Step 2 — Validity of the Forum-Selection Clause: A forum-selection clause is presumptively valid and may be invalidated only if it was the product of fraud or overreaching, would deprive a party of its day in court, or would contravene the public policy of the forum state. The court found none of these present. On fraud/overreaching: the Agreement expressly gave Walburg time to consult counsel before signing. On day in court: the standard requires that proceeding in the contractual forum be 'so gravely difficult and inconvenient' that a party is for all practical purposes denied access to justice—a high bar not met merely by the cost or distance of traveling to Oregon. On public policy: Walburg argued that Minn. Stat. § 181.988, subd. 3 reflects a Minnesota policy against requiring employees to adjudicate claims outside the state. The court rejected this, finding (1) that statute governs covenants not to compete, not whistleblower or wage claims, and (2) it applies only to agreements entered after July 1, 2023—Walburg's Agreement was signed in 2020. The court concluded the clause is valid.
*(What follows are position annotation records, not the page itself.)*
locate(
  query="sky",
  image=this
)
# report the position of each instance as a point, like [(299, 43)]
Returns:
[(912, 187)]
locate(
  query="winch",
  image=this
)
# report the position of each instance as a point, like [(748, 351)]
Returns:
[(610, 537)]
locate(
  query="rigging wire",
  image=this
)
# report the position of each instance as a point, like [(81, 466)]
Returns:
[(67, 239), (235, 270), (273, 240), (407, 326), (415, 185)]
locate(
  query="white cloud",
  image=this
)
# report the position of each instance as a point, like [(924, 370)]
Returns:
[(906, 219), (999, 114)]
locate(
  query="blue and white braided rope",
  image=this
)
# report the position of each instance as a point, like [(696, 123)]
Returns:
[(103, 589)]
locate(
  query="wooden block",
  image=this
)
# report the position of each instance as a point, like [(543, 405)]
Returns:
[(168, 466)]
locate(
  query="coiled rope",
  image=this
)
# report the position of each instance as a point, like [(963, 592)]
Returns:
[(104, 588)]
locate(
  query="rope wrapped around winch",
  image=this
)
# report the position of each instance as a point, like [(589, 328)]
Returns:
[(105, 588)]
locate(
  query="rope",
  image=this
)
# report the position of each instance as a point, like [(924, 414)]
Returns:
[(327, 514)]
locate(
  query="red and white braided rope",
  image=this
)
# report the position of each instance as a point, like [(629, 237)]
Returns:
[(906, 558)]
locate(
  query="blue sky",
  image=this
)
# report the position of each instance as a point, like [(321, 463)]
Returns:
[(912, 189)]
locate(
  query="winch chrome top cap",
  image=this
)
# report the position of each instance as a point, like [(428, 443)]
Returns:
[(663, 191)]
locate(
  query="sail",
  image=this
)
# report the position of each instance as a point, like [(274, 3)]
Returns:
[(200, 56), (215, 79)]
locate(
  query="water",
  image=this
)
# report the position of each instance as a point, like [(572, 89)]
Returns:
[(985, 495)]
Step 3 — Enforceability/Public Interest Factors: When a valid forum-selection clause exists, the plaintiff bears the burden of showing that public interest factors 'overwhelmingly disfavor' transfer—a high standard. Private convenience factors are disregarded. The three public interest factors are: (1) administrative difficulties from court congestion; (2) local interest in deciding localized controversies; and (3) familiarity with governing law. On factor 1: the District of Minnesota had approximately 9,978 pending civil cases for the 12-month period ending September 30, 2024, versus only 2,320 in the District of Oregon—a roughly 4:1 ratio—weighing in favor of transfer. On factor 2: both courts have equal interest because the plaintiff is a Minnesota citizen and the defendant is an Oregon corporation—this factor was neutral. On factor 3: while Walburg's claims arise under Minnesota law, federal courts routinely apply other states' law, and the court found no exceptionally arcane features of Minnesota law that would confound an Oregon federal judge—also neutral. Because Walburg failed to show the factors overwhelmingly disfavor transfer, the clause is enforceable.
Ruling
Biotronik's motion to transfer venue was GRANTED. The case is transferred to the United States District Court for the District of Oregon. The court did not reach the alternative motion to dismiss.